Books, Buds, and Blueberry-Lemon Crunch Cake

It’s been an interesting and fun day here.  The weather is gorgeous!  Warm, sunny, and a good breeze to blow all the winter stench away.  The girls and I all headed to the library to take back a few things and Sam wanted to get some more movies and Twilight.  As it turns out, by the way, all I had to do was tell her what was in Marked (oral sex), and she decided it wasn’t a book for her.  She’s a good kid :-)

On our way, we met up with a friend who reminded me that the library sale was today, a fact I had NOT forgotten, but alas, did not have any money for it.  I made the comment that I didn’t have any money so I’d have to catch the next one, and she pressed a five dollar bill in my hand and told me to get everyone some books. :-D Friends are great ;-)

So, at our library sale books cost fifty cents a piece, or $5 per bag.  I perused the books, looking at all the books offered. Most of the children’s books were a bit baby-ish, but Maggie picked up a book on Texas (that’s where my mom lives).  Sam snatched up a Where’s Waldo? book, and Gwen got a beautifully illustrated fairy tale book.

One of the main criteria for the books I chose were size.  The smaller the book, the more I could cram in the bag ;-) so no coffee table books today (there wasn’t many available anyway, oddly enough).  But a very interesting thing has happened since joining LibraryThing, the blogging realm and reading emails from publishers, Shelf Awarenes, and everything else.  I’m beginning to recocgnize titles I’ve heard and wanted.  For instance, one book that jumped out at me is called People of the Valley, though I’m not even sure why it popped out at me.

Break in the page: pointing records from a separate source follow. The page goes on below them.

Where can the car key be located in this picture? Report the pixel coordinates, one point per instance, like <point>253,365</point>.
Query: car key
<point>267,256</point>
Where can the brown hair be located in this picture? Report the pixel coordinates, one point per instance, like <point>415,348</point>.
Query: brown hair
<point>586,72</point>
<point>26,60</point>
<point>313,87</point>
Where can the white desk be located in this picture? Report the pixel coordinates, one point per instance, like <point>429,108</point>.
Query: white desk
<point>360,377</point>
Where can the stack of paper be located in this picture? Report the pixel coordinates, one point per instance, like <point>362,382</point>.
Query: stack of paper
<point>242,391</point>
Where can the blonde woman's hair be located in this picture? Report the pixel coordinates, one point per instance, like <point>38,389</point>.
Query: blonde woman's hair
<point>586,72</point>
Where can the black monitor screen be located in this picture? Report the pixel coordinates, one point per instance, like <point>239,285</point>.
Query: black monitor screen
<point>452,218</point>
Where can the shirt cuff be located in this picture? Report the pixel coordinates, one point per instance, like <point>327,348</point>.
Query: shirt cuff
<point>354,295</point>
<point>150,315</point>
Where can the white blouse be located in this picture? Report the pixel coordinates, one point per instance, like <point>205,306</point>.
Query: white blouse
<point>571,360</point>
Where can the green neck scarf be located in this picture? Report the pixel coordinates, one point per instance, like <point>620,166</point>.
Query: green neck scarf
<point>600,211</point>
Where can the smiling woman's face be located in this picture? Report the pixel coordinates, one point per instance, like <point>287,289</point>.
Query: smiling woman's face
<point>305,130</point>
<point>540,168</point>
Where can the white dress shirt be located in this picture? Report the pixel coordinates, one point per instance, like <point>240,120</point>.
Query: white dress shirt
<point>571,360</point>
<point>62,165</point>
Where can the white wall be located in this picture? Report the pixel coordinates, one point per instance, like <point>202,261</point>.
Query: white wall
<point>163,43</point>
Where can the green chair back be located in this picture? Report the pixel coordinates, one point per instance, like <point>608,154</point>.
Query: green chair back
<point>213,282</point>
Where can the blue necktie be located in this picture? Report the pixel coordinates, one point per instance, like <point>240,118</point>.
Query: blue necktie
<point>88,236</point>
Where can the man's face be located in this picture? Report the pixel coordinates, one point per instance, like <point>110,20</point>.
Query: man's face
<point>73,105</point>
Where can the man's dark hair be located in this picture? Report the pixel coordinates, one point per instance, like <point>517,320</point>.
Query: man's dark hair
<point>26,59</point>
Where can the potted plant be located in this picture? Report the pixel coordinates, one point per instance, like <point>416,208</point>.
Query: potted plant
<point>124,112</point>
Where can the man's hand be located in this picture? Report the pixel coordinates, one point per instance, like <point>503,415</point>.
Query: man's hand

Then, just a little bit ago, the mailman dropped off a few of my mooches, and one of them caught my eye. Last week, Abe Publishing sent an email about the 10 overlooked Pulitzer Prize winning books, and I immediately mooched them or put the titles on my wishlists. One of them, Lamb in His Bosom, was among my haul today.  What caught my attention about the book is that, looking at the cover or reading the title, I would have passed over this book without a thought.

Lamb in His Bosom by Caroline Miller

My first thought on it is, “It’s just some religious book.”  Which reminds me of the proverb “Never judge a book by its cover.”  And I wonder how many exceptional books have I missed, how many life-changing narratives have I blown off, and it makes me a little sad.

Add to that, all those books in the library itself were all dreams and babies of writers, and I will never be able to read even 1% of all of them.  So many colorful spines that call out to me from those lightly dusted faux-wood shelves, and I am forced to turn my back on them and walk out… ignoring all those voices of all those people who had something to say and managed to do what most don’t:  Bind their words in an available and solid, tangible way.

So have you ever had a book call to you?  Have you read a book that you loved, but would have never picked up on your own?  What sources do you turn to for the next title to read?  How do you stretch your reading taste?